Why an MVP approach will never result in Secure-By-Design Products
Today many new and great ideas come from problems and siting around with friends, colleagues, or just shampooing your hair one day when it hits you! Bang, society needs this app or widget now, how do we make this? Typically, it will start with some early stage designs, components, and platform for hosting. This will quickly result in a UI design and possibly early web interface to get a feel of this concept. Your idea will be shared with friends, family, and other colleagues and your first users will be registered before you known it. However, did you stop to think about how secure it might be?
When these ideas are born, which is really exciting and overwhelming time in some cases, the time to stop and think about security and privacy is not the go to. It never has, nor do I believe we will change this any time soon from a mindset for developers. However, we much accept then it will have dramatic impacts to security and privacy aspects of the data being collected, processed, and stored for this application. From an engineering perspective, we know that bolting on features will have a negative impact to our application wither those are usability or security features.

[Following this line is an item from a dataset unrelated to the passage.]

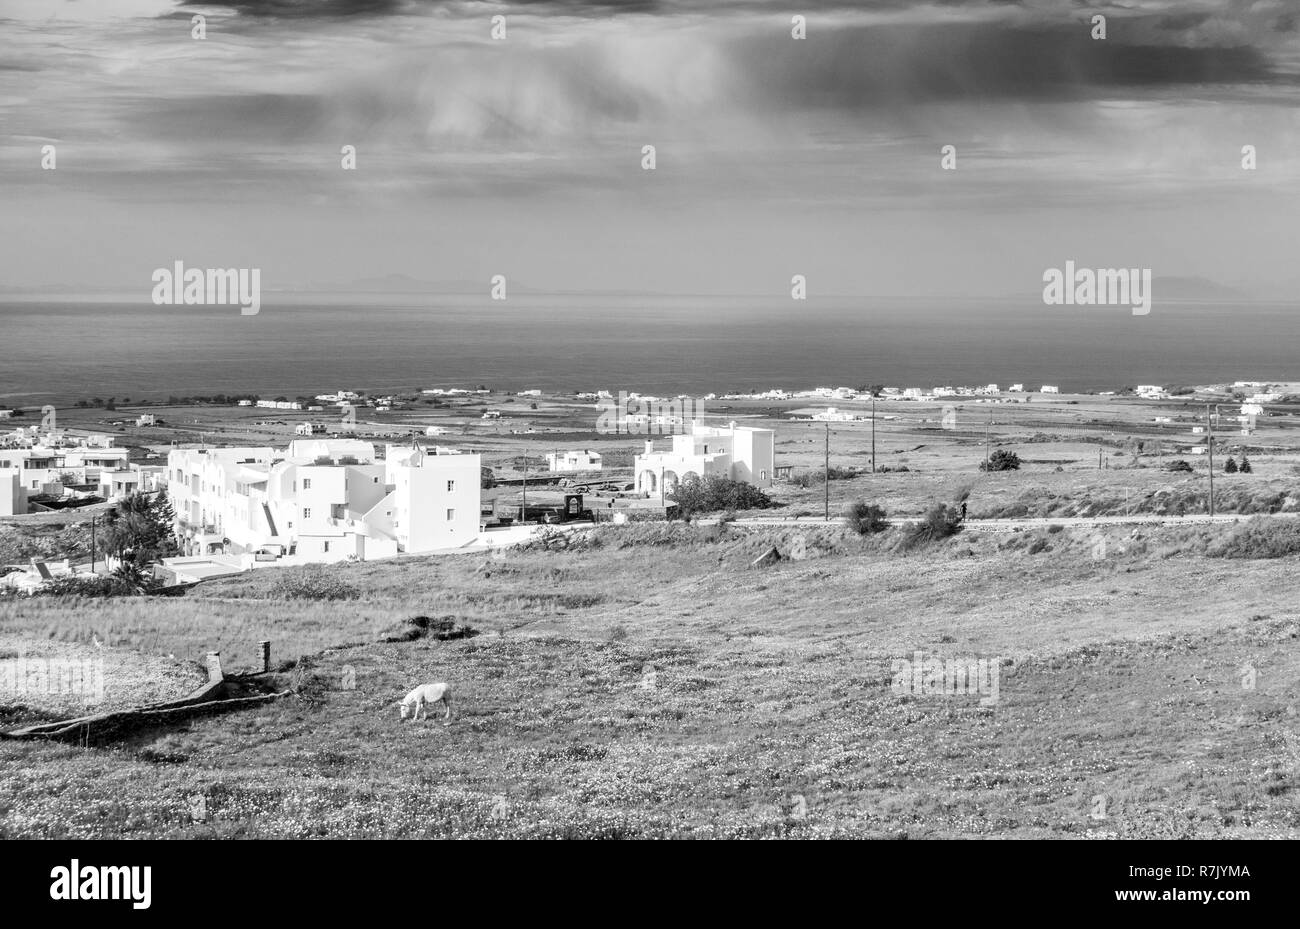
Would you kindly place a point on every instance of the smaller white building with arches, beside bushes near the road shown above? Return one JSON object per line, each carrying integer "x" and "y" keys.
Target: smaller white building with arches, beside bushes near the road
{"x": 738, "y": 453}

Basically, we have gotten into this situation where the rush to market, appeasing investors, or getting customers means we do not think about the future for growth or operating as a business. The goal of the MVP is to get clients on the platform and generate the mighty MRR (Monthly Recurring Revenue). This MVP is good for this purpose but had many limitations that are not discussed and the down stream implications are dramatic for these apps which are now companies and have larger clients asking about the security posture of their app and company. The company at this point hits the proverbial “cyber wall” and scrambles to scale it fast.
The Cyber Wall, is being experienced by more and more companies as the race to market drives all activities but typically security and privacy are not invited to this dance. Unfortunately, many companies have being made to believe that SSO and SSL are security. Security (while not exciting) needs to be risked based not just a follow the crowd approach that works with many investment firms and end users. The mindset has become one of “once we sell this” it will be someone else’s problem and that is usually the end users data being exploited. I have seen this more times that I care or that we need to experience.
How do we turn the corner on this and get started right on the right path? Here are some of the aspects that need to considered or the questions you need to ask your self or your team at the early stages of development. This is based on the countless companies we have had the fortune to work with and help over the years. It represents the basic pattern of thinking and approaches used by many early stage companies.
1. What data will be collected, processed, and stored?
2. What regulatory requirements are required for this sector for the application and for the data we identified as being collected?
3. Will you be using 3rd party software components? If so, where do they come from and how can we validate they have not been tampered or modified?
4. How do we ensure our code base is tampered with?
5. How will we threat model our solution? And validate our assumptions?
6. How can we test our solution to ensure our threat model was validated by unit testing or other test approaches?
7. What base policies do we need to ensure that all the above have been addressed?
Yeah, that is lots but I want to discuss these in a series over the next few months. If you are not aware many governments globally are moving to a system of secure-by-design approach and this will have an impacts to all industry sectors creating software in some form. As usual, I will be using known standards that will help you in all of these. You do not have reinvent the wheel the know how is there you just need to learn how to leverage it.
If your not thinking secure-by-design start doing that today. I hope that this series will be a helpful start for think in this way and also for planning your new cool app and company before it launches.